The boy, a blond, blushed pink at our ignorance and managed, in an offhand way, to touch the lower shell when he lightly referred to it as the plastron.
"The drilling won't hurt him. He won't even know it's happening."
Whatever the darkened spirit, inaccessible in its armor, thought of the subsequent proceedings, it registered no objection. Defenseless in his undignified position, Emilius suffered our well-meant attentions in bitter silence. The hole was drilled, the turtle tipped over, grasped again by his peculiarly unattractive tail and borne triumphantly to the grassy bank behind the house, where, like any domestic animal, he was tethered to a tree.
"What next?" asked Joy-of-Life, who was already losing her heart to the unresponsive monster.
"Water," pronounced Sir Oracle. "Turtles won't feed except under water. They can't swallow if their heads aren't completely immersed.
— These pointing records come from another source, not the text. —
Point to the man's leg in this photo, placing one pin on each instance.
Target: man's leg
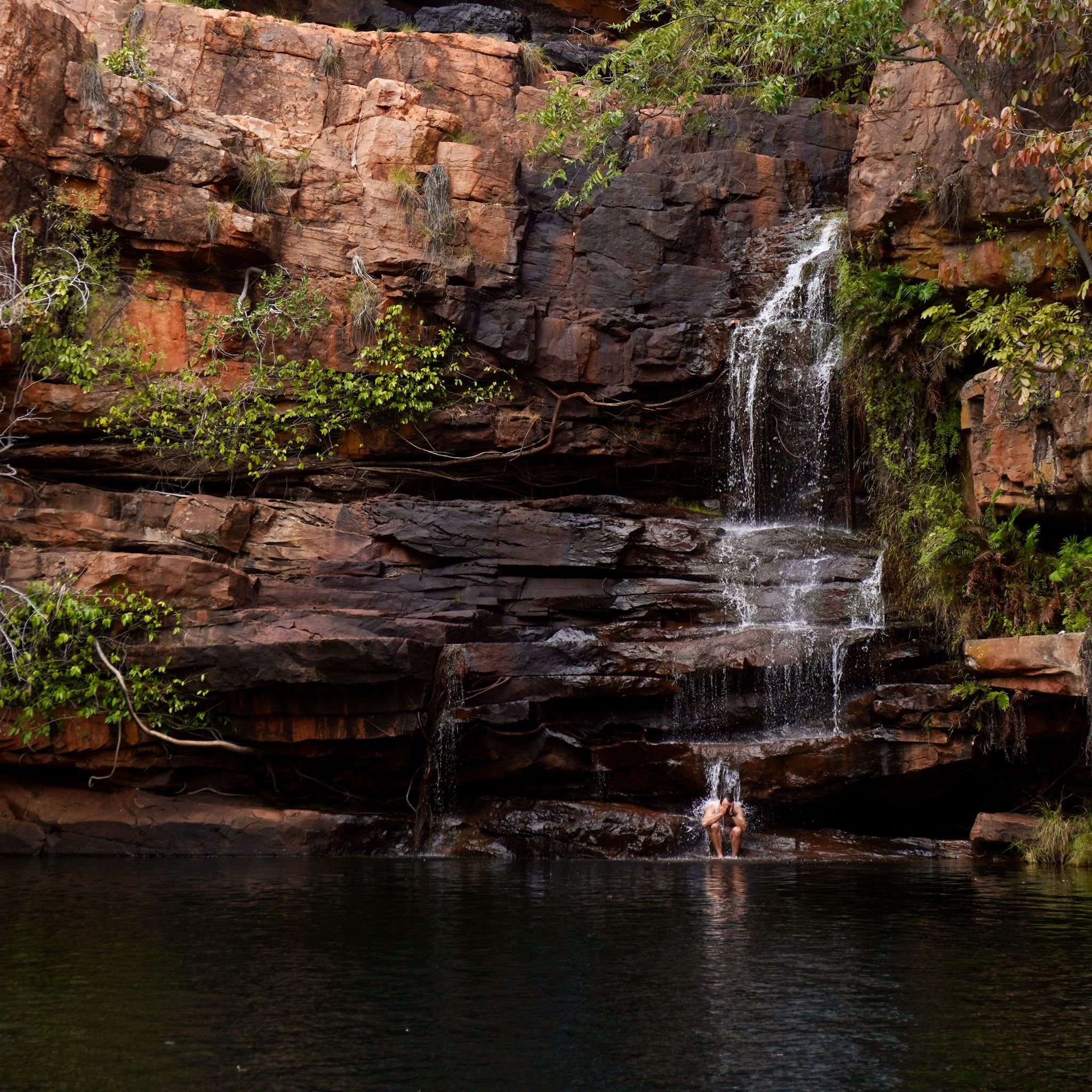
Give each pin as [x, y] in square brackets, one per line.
[714, 837]
[736, 836]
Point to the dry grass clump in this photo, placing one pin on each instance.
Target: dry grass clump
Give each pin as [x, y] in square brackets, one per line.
[406, 185]
[92, 97]
[261, 178]
[213, 218]
[362, 305]
[1061, 839]
[331, 61]
[533, 62]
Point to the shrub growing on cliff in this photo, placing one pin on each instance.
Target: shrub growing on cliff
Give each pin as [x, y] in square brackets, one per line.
[772, 52]
[908, 352]
[130, 58]
[53, 638]
[260, 179]
[286, 407]
[60, 290]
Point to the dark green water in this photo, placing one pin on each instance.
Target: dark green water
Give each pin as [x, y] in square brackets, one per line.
[162, 975]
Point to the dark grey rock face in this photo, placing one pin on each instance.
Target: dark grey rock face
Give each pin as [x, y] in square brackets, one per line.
[474, 19]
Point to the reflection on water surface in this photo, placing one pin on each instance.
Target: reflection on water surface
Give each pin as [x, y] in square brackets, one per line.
[475, 975]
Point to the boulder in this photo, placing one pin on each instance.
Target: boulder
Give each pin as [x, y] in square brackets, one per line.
[993, 829]
[474, 19]
[1047, 664]
[54, 820]
[564, 829]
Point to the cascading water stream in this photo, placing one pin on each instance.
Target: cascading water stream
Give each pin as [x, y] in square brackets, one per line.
[791, 574]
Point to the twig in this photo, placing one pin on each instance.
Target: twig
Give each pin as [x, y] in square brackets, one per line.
[224, 744]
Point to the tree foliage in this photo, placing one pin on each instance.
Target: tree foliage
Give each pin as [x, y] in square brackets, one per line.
[1050, 38]
[771, 51]
[51, 671]
[251, 402]
[285, 406]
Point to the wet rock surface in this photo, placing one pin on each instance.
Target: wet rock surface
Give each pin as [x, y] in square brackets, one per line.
[1002, 830]
[540, 644]
[1038, 456]
[474, 19]
[1050, 664]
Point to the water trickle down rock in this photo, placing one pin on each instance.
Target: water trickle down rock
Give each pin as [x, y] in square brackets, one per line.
[790, 574]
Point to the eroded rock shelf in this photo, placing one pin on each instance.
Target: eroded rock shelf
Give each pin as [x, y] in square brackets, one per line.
[560, 645]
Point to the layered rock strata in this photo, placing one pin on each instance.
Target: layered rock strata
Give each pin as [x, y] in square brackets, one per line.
[503, 614]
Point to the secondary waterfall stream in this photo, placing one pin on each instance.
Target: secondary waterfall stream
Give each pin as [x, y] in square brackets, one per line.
[793, 577]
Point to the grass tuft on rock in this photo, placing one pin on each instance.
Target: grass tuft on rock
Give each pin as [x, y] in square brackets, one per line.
[260, 180]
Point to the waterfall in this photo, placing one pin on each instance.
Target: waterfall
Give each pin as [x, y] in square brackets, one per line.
[808, 590]
[777, 433]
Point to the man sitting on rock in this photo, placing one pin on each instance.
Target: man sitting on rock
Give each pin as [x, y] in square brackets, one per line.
[713, 821]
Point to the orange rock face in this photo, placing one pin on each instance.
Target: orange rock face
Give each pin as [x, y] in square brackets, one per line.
[1049, 664]
[916, 184]
[1038, 456]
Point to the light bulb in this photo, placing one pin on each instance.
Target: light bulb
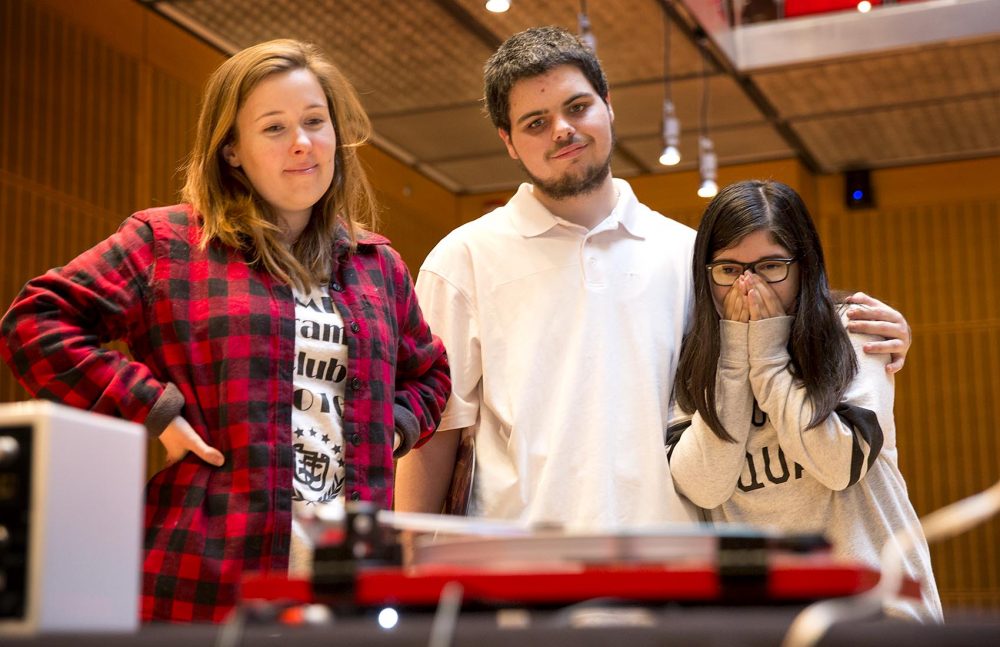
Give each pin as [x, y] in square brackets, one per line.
[670, 156]
[586, 34]
[497, 6]
[671, 135]
[707, 165]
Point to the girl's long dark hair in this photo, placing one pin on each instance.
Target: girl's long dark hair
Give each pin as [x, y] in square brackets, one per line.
[822, 356]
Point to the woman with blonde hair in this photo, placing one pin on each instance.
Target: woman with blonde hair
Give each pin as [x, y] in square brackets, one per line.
[277, 348]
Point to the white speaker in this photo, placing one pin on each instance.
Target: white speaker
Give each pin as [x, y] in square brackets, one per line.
[71, 497]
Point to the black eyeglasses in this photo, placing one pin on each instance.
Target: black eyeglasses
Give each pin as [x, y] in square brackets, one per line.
[772, 270]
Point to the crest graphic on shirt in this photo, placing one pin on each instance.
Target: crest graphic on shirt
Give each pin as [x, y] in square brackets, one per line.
[311, 468]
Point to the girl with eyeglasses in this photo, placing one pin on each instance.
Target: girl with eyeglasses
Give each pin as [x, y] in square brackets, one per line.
[792, 424]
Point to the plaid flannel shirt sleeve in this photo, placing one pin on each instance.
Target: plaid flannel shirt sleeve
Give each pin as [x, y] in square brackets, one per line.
[52, 334]
[423, 382]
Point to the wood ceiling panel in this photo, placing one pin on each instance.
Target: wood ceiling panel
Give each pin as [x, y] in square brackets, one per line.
[399, 55]
[735, 145]
[629, 33]
[639, 108]
[904, 135]
[442, 134]
[928, 74]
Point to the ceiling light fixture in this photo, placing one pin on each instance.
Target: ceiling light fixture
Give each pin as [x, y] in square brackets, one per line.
[708, 166]
[497, 6]
[708, 163]
[671, 154]
[586, 33]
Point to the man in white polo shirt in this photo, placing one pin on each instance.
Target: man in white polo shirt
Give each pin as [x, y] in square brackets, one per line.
[562, 313]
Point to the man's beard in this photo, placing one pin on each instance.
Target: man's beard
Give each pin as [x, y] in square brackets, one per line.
[570, 185]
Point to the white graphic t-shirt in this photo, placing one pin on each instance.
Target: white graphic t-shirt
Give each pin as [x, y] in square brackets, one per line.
[320, 372]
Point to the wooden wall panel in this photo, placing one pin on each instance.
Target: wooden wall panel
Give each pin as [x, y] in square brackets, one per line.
[933, 262]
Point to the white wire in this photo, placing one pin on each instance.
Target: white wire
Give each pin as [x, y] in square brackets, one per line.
[813, 622]
[446, 617]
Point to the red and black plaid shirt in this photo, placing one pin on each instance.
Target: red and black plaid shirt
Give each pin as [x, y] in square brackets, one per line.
[223, 333]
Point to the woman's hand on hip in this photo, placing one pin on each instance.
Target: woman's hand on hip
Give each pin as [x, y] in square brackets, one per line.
[179, 438]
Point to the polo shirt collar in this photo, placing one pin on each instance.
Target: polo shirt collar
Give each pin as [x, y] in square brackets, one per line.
[530, 218]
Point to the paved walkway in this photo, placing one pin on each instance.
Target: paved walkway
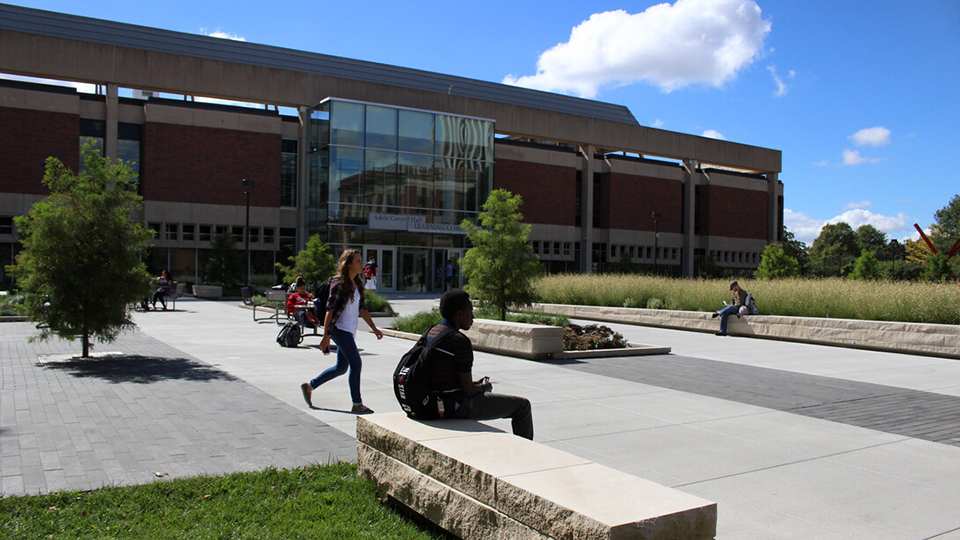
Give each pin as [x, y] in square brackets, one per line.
[793, 441]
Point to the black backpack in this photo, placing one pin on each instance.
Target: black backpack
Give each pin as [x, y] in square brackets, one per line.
[411, 381]
[289, 335]
[320, 299]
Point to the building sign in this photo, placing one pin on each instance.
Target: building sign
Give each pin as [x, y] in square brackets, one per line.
[393, 222]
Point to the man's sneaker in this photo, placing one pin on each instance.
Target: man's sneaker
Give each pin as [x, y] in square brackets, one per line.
[307, 392]
[361, 409]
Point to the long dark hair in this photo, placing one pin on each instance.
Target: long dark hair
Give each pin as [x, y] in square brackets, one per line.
[343, 272]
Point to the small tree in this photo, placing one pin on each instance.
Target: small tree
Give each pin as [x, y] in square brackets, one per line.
[80, 266]
[866, 266]
[776, 264]
[501, 265]
[226, 264]
[315, 263]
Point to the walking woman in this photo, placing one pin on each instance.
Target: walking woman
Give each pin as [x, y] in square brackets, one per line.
[344, 307]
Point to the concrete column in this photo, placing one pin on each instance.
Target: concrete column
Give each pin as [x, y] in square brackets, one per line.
[112, 118]
[773, 217]
[689, 216]
[303, 170]
[586, 211]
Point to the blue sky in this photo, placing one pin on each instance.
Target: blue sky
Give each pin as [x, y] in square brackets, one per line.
[861, 97]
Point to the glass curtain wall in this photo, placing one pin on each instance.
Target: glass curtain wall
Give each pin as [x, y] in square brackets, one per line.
[370, 159]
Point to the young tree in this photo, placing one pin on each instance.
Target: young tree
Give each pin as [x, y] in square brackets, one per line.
[776, 264]
[80, 266]
[866, 266]
[501, 265]
[315, 263]
[833, 250]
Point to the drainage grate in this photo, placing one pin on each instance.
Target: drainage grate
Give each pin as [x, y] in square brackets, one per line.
[61, 358]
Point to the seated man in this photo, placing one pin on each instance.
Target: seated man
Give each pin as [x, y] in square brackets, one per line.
[300, 304]
[453, 378]
[739, 300]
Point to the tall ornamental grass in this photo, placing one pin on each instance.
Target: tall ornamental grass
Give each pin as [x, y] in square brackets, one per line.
[833, 297]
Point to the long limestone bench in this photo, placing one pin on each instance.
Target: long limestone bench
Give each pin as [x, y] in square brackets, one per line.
[478, 482]
[912, 338]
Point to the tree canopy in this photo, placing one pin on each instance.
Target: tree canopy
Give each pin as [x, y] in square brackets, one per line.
[501, 265]
[80, 268]
[315, 263]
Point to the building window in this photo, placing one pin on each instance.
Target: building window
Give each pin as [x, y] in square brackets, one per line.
[288, 172]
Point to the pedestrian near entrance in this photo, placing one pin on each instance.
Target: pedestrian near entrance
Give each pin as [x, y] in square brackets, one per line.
[738, 301]
[344, 307]
[464, 397]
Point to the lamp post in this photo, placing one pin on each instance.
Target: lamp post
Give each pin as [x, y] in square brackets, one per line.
[247, 188]
[656, 241]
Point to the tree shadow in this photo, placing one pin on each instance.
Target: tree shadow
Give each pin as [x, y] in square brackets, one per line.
[140, 369]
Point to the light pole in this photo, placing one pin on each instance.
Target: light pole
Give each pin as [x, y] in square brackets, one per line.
[247, 188]
[656, 241]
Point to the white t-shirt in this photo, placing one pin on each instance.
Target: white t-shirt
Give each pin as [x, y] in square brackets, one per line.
[348, 320]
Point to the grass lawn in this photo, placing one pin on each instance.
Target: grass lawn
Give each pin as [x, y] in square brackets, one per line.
[329, 502]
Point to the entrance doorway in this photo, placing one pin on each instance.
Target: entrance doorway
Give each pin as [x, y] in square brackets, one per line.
[386, 266]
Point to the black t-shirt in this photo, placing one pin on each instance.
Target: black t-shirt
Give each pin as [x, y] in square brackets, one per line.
[445, 370]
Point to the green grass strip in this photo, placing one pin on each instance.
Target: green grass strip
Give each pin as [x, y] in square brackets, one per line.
[328, 502]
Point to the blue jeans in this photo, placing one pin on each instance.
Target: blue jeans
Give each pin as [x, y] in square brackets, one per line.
[724, 314]
[348, 356]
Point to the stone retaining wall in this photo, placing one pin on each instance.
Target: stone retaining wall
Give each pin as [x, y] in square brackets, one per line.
[912, 338]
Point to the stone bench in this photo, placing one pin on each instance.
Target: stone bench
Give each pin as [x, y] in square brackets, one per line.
[911, 338]
[475, 481]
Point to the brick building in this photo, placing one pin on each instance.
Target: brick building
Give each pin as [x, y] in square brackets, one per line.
[385, 159]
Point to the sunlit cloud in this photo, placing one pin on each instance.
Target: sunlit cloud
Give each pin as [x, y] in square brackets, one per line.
[713, 134]
[807, 229]
[672, 46]
[875, 136]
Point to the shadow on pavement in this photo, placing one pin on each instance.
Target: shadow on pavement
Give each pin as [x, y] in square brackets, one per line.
[141, 369]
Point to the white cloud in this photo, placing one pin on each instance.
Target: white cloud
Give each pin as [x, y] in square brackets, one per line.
[858, 204]
[853, 157]
[807, 229]
[781, 86]
[671, 46]
[875, 136]
[221, 34]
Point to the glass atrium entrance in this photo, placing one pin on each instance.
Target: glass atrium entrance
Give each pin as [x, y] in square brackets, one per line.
[398, 182]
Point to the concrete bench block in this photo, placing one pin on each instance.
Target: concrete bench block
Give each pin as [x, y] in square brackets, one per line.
[904, 337]
[553, 493]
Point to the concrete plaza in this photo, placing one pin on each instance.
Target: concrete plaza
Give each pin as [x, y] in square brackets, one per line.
[793, 441]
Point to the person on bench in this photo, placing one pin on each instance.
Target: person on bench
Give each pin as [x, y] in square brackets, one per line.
[300, 305]
[464, 397]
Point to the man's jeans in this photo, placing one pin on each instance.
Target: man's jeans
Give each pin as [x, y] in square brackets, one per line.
[490, 406]
[724, 314]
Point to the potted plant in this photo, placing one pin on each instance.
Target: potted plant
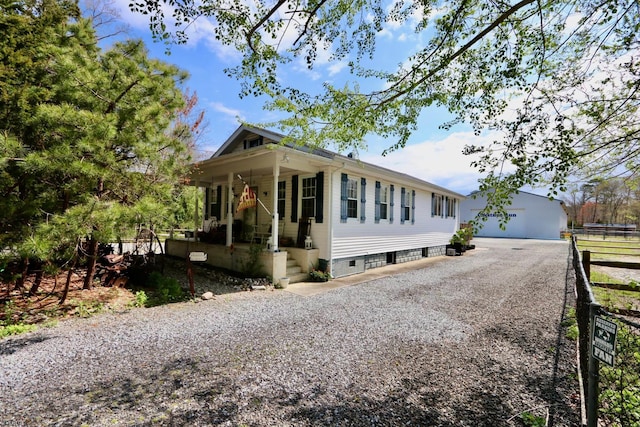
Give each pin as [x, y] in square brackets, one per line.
[457, 243]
It will take your largest dishpan——"
"It's mesilf that is going home to-morrow—to stay," announced Mary.
"Wouldn't a washtub do?" compromised Joy-of-Life. "There's that old one, you know, Mary, that you never use."
"First-rate. Show me where to find it, Mary. I'll give you a start to that wild cherry."
With a craft beyond the semblance of his open countenance, Young Audubon raced Mary to the cellar, where she arrived panting too hard for protests. They soon returned in amicable companionship, carrying a battered blue tub between them.
Jerking up Emilius by the cord, we plumped him into the tub, poured in abundant water and left him to be happy. Then our troubles began.